Nana Ekua Brew-Hammond is the author of Powder Necklace, which Publishers Weekly called "a winning debut." She was a 2019 Edward Albee Foundation Fellow, a 2018 Pa Gya! Literary Festival Guest Author, a 2018 Aké Arts and Book Festival Guest Author, a 2018 Hobart Festival of Women Writers Guest Author, a 2017 Aspen Ideas Festival Scholar, a 2016 Hedgebrook Writer-in-Residence, a 2015 Rhode Island Writers Colony Writer-in-Residence, and in both 2015 and 2014, she was shortlisted for a Miles Morland Writing Scholarship. Every month, Brew-Hammond co-leads a monthly writing fellowship whose mission is to write light into the darkness.

Nana-Ama Danquah

Nana-Ama Danquah is an author, editor, freelance journalist, ghostwriter, public speaker, actress, and teacher. Her groundbreaking memoir, Willow Weep for Me: A Black Woman’s Journey Through Depression (W.W. Norton & Co.) was hailed by the Washington Post as “A vividly textured flower of a memoir, one of the finest to come along in years.”

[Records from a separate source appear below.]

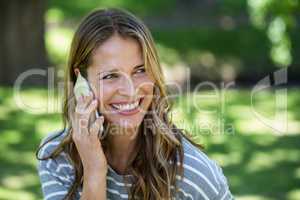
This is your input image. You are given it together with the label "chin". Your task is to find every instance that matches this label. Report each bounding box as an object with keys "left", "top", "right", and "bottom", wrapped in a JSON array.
[{"left": 107, "top": 114, "right": 144, "bottom": 130}]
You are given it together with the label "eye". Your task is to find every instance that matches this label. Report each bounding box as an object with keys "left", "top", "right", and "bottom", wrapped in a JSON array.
[
  {"left": 102, "top": 73, "right": 118, "bottom": 80},
  {"left": 135, "top": 67, "right": 146, "bottom": 74}
]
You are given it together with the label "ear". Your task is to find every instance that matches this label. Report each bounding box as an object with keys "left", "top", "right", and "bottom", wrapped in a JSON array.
[{"left": 74, "top": 68, "right": 80, "bottom": 76}]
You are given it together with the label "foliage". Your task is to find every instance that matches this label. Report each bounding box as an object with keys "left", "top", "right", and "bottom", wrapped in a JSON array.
[
  {"left": 247, "top": 0, "right": 300, "bottom": 67},
  {"left": 47, "top": 0, "right": 176, "bottom": 20}
]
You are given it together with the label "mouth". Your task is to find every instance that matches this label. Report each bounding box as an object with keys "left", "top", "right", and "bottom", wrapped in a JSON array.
[{"left": 109, "top": 98, "right": 144, "bottom": 115}]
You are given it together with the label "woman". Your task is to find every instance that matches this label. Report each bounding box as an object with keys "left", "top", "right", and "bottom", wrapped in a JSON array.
[{"left": 36, "top": 8, "right": 233, "bottom": 200}]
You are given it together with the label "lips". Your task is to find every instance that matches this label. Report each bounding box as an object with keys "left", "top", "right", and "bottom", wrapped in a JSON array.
[
  {"left": 110, "top": 97, "right": 143, "bottom": 105},
  {"left": 109, "top": 98, "right": 143, "bottom": 112}
]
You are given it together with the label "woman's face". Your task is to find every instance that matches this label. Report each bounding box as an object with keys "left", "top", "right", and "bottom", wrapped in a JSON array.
[{"left": 87, "top": 34, "right": 154, "bottom": 130}]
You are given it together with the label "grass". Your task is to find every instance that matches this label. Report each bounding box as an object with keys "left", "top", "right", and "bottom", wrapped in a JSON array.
[{"left": 0, "top": 86, "right": 299, "bottom": 200}]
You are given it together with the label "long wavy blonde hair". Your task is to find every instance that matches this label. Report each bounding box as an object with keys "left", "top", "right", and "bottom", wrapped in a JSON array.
[{"left": 36, "top": 8, "right": 202, "bottom": 199}]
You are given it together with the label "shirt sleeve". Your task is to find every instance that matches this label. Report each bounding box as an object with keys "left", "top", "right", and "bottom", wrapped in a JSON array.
[
  {"left": 37, "top": 148, "right": 76, "bottom": 200},
  {"left": 212, "top": 161, "right": 234, "bottom": 200}
]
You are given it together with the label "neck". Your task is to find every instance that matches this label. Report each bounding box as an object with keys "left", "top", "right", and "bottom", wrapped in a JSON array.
[{"left": 105, "top": 124, "right": 140, "bottom": 174}]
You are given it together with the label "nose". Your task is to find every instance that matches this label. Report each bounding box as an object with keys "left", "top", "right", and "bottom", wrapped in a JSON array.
[{"left": 118, "top": 75, "right": 136, "bottom": 97}]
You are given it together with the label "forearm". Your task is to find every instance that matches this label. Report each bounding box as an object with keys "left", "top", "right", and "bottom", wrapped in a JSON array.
[{"left": 80, "top": 173, "right": 107, "bottom": 200}]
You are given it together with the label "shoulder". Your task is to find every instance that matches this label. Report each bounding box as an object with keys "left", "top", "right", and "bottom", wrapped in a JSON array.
[
  {"left": 176, "top": 136, "right": 233, "bottom": 199},
  {"left": 37, "top": 130, "right": 80, "bottom": 199},
  {"left": 37, "top": 129, "right": 75, "bottom": 177},
  {"left": 37, "top": 129, "right": 68, "bottom": 158}
]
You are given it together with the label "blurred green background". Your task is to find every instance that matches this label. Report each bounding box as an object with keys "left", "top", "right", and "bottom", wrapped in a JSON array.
[{"left": 0, "top": 0, "right": 299, "bottom": 200}]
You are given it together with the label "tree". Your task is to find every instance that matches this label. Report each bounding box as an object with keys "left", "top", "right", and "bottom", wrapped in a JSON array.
[{"left": 0, "top": 0, "right": 49, "bottom": 86}]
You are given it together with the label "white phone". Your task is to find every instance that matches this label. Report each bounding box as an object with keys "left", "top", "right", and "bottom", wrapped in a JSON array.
[{"left": 73, "top": 68, "right": 104, "bottom": 139}]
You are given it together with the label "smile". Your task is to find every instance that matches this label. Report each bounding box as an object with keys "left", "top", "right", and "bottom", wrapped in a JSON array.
[{"left": 109, "top": 98, "right": 143, "bottom": 115}]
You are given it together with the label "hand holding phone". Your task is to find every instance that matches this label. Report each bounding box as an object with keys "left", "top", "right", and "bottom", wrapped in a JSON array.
[
  {"left": 71, "top": 68, "right": 108, "bottom": 176},
  {"left": 73, "top": 68, "right": 104, "bottom": 139}
]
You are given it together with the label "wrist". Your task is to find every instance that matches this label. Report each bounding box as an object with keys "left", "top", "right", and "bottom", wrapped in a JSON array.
[
  {"left": 84, "top": 163, "right": 107, "bottom": 174},
  {"left": 83, "top": 171, "right": 106, "bottom": 186},
  {"left": 82, "top": 173, "right": 107, "bottom": 199},
  {"left": 84, "top": 168, "right": 107, "bottom": 178}
]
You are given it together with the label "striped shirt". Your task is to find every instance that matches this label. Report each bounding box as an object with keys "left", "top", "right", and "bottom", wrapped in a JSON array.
[{"left": 37, "top": 131, "right": 233, "bottom": 200}]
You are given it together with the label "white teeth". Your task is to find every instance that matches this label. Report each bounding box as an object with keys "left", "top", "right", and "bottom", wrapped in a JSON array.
[{"left": 111, "top": 100, "right": 139, "bottom": 111}]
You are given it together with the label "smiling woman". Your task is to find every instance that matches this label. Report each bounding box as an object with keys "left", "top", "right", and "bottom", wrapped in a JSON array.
[
  {"left": 88, "top": 34, "right": 155, "bottom": 129},
  {"left": 36, "top": 8, "right": 233, "bottom": 200}
]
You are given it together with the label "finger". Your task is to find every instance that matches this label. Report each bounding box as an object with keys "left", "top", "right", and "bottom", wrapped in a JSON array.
[
  {"left": 75, "top": 92, "right": 94, "bottom": 116},
  {"left": 89, "top": 116, "right": 104, "bottom": 137},
  {"left": 75, "top": 95, "right": 86, "bottom": 115},
  {"left": 71, "top": 117, "right": 89, "bottom": 141},
  {"left": 77, "top": 99, "right": 97, "bottom": 129},
  {"left": 84, "top": 99, "right": 98, "bottom": 116},
  {"left": 79, "top": 118, "right": 89, "bottom": 129},
  {"left": 81, "top": 91, "right": 94, "bottom": 109}
]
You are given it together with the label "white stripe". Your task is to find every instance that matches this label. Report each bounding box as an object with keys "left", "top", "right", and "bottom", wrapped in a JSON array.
[
  {"left": 177, "top": 188, "right": 194, "bottom": 200},
  {"left": 107, "top": 176, "right": 132, "bottom": 187},
  {"left": 46, "top": 160, "right": 52, "bottom": 169},
  {"left": 45, "top": 191, "right": 67, "bottom": 200},
  {"left": 213, "top": 161, "right": 227, "bottom": 183},
  {"left": 107, "top": 188, "right": 128, "bottom": 199},
  {"left": 39, "top": 170, "right": 51, "bottom": 176},
  {"left": 39, "top": 170, "right": 72, "bottom": 183},
  {"left": 185, "top": 153, "right": 208, "bottom": 168},
  {"left": 176, "top": 175, "right": 209, "bottom": 200},
  {"left": 56, "top": 163, "right": 74, "bottom": 173},
  {"left": 184, "top": 151, "right": 219, "bottom": 185},
  {"left": 195, "top": 151, "right": 219, "bottom": 184},
  {"left": 60, "top": 152, "right": 73, "bottom": 164},
  {"left": 181, "top": 163, "right": 218, "bottom": 194},
  {"left": 170, "top": 185, "right": 194, "bottom": 200},
  {"left": 220, "top": 189, "right": 228, "bottom": 200},
  {"left": 40, "top": 141, "right": 60, "bottom": 158},
  {"left": 42, "top": 180, "right": 62, "bottom": 189},
  {"left": 170, "top": 159, "right": 218, "bottom": 194}
]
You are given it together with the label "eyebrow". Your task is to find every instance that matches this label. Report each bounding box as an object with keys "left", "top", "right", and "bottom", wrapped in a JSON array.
[{"left": 97, "top": 64, "right": 145, "bottom": 76}]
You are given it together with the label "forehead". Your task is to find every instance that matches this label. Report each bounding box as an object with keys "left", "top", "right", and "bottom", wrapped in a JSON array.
[{"left": 90, "top": 34, "right": 143, "bottom": 70}]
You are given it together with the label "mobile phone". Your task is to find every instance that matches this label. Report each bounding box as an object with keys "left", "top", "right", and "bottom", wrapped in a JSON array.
[{"left": 74, "top": 68, "right": 104, "bottom": 139}]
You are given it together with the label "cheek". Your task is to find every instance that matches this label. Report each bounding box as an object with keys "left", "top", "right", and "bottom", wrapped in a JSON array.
[
  {"left": 135, "top": 79, "right": 155, "bottom": 108},
  {"left": 135, "top": 76, "right": 155, "bottom": 94},
  {"left": 142, "top": 84, "right": 154, "bottom": 97},
  {"left": 95, "top": 83, "right": 115, "bottom": 108}
]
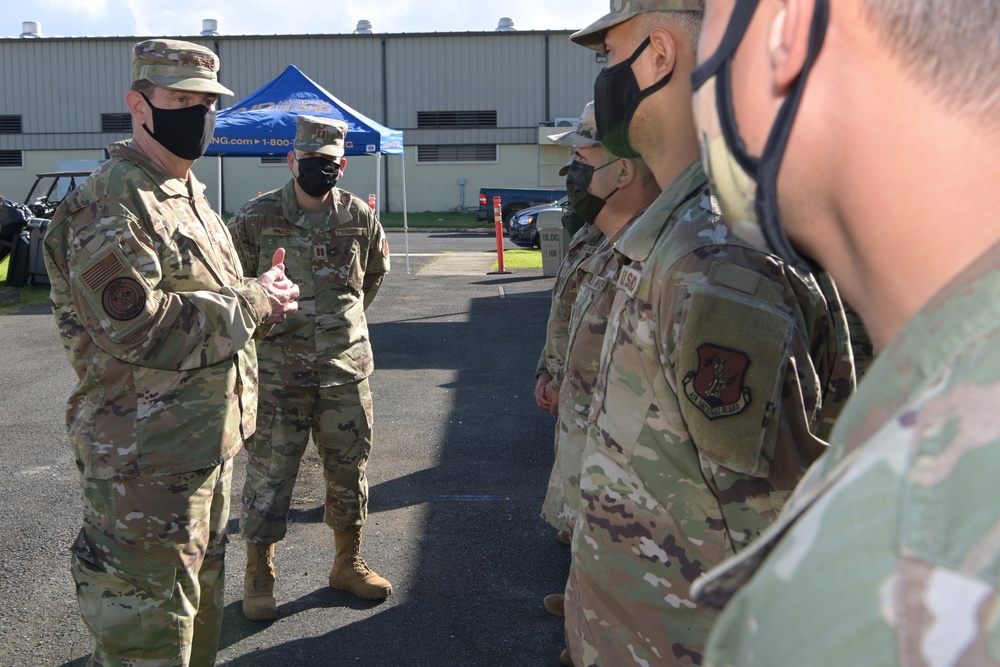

A native of Ghana, Ms. Danquah is the editor of four anthologies: Becoming American: Personal Essays by First Generation Immigrant Women (Hyperion); Shaking the Tree: New Fiction and Memoir by Black Women (W.W. Norton & Co.); The Black Body (Seven Stories Press); and, Accra Noir, from Akashic Press as part of their popular noir series.